Screening of IDH1 and IDH2 Gene Mutations in Adult Acute Myeloid Leukemia for Possible Targeted Therapy

Acute Myeloid Leukemia Clinical Trial

Official title:
Screening of IDH1 and IDH2 Gene Mutations in Adult Acute Myeloid Leukemia for Possible Targeted Therapy

Clinical Trial Details — Status: Recruiting

Administrative data
NCT number NCT03499912
Other study ID # 201701030RIPC
Secondary ID
Status Recruiting
Phase
First received March 22, 2018
Last updated April 18, 2018
Start date March 29, 2017
Est. completion date July 1, 2019

Study information
Verified date March 2018
Source National Taiwan University Hospital
Contact Wen-Chien Chou
Phone 0972651701
Email wchou@ntu.edu.tw
Is FDA regulated No
Health authority
Study type Observational

Clinical Trial Summary

1. To assess the incidence of IDH1 and IDH2 mutations in adult AML patients, and to explore their associations with the patients' clinical, cytogenetic, and molecular characteristics as well as with treatment response and outcome.

2. To delineate the similarities and distinctions among mutations at IDH1-R132, IDH2-R140 and IDH2-R172 in AML, both clinically and molecularly (including cytogenetics, immunophenotyping, mutation co-occurrence patterns).

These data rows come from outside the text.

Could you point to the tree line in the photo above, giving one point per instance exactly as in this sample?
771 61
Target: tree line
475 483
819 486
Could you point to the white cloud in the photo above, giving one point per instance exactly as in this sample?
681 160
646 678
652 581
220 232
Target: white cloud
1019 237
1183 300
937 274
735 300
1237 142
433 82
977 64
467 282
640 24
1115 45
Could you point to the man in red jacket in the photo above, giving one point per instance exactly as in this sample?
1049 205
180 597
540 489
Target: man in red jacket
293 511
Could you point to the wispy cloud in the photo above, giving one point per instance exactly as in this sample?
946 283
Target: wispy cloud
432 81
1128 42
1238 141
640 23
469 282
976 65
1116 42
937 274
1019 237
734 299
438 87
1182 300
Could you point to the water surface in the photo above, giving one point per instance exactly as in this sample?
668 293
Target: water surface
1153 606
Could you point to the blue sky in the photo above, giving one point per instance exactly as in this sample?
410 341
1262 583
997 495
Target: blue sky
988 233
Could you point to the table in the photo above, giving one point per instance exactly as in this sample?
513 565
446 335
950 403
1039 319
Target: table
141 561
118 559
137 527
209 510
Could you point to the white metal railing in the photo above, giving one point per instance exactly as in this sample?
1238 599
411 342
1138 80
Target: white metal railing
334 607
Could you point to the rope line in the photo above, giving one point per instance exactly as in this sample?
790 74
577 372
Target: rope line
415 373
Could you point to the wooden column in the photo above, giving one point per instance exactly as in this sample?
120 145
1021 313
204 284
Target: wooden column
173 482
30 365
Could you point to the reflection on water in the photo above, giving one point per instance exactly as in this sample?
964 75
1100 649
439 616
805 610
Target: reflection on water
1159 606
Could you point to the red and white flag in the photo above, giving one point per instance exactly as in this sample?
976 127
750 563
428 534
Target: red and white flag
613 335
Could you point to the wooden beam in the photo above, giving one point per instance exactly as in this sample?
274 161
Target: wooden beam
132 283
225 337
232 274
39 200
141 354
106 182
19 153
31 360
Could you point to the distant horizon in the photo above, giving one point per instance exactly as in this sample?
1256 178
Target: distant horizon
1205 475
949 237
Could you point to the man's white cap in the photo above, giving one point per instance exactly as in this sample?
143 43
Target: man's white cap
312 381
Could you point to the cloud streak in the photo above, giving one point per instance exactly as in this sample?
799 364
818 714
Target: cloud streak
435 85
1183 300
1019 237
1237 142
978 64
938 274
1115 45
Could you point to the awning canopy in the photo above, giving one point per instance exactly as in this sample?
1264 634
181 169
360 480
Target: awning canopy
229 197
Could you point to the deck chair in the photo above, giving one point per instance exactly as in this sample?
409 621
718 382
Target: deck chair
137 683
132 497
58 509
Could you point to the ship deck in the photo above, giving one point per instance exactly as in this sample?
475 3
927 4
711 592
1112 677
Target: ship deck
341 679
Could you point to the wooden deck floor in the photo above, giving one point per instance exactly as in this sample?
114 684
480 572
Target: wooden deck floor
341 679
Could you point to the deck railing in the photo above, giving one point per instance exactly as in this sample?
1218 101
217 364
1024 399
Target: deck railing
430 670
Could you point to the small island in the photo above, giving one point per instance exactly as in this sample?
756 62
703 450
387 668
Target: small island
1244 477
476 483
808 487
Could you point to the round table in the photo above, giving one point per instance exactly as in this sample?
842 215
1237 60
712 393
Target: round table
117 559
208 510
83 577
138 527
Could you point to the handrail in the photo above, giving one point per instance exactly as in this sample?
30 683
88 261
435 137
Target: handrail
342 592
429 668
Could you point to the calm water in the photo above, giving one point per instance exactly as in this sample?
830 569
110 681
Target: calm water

3. The results can be references for future selection of targeted therapy (targeting IDH mutant proteins).

Description:

Isocitrate dehydrogenases (IDH) are enzymes that catalyze oxidative decarboxylation of isocitrate into alpha-ketoglutarate (α-KG). IDH1 and IDH2 mutations in AML give the enzymes neomorphic enzymatic activity to transform α-KG to D-2HG, an oncometabolite which acts as a competitive inhibitor of dioxygenases, and causes dysregulation of TET2 and histone demethylases, consequently leading to epigenetic reprogramming of a cell, blocking differentiation and contributing to a transformed phenotype, and leukemogenesis. Investigators plan to recruit 300 adult AML patients (newly diagnosed or relapsed). 10mL of peripheral blood or marrow blood will be obtained from routine practice blood/marrow sampling specimens (no extra venipuncture or bone marrow aspiration would be required) and sent for routine tests such as cytogenetics, immunophenotyping, and gene mutation analyses. IDH1 R132, IDH2 R140, and IDH2 R172 mutations will be screened by PCR followed by Sanger sequencing, as previously described.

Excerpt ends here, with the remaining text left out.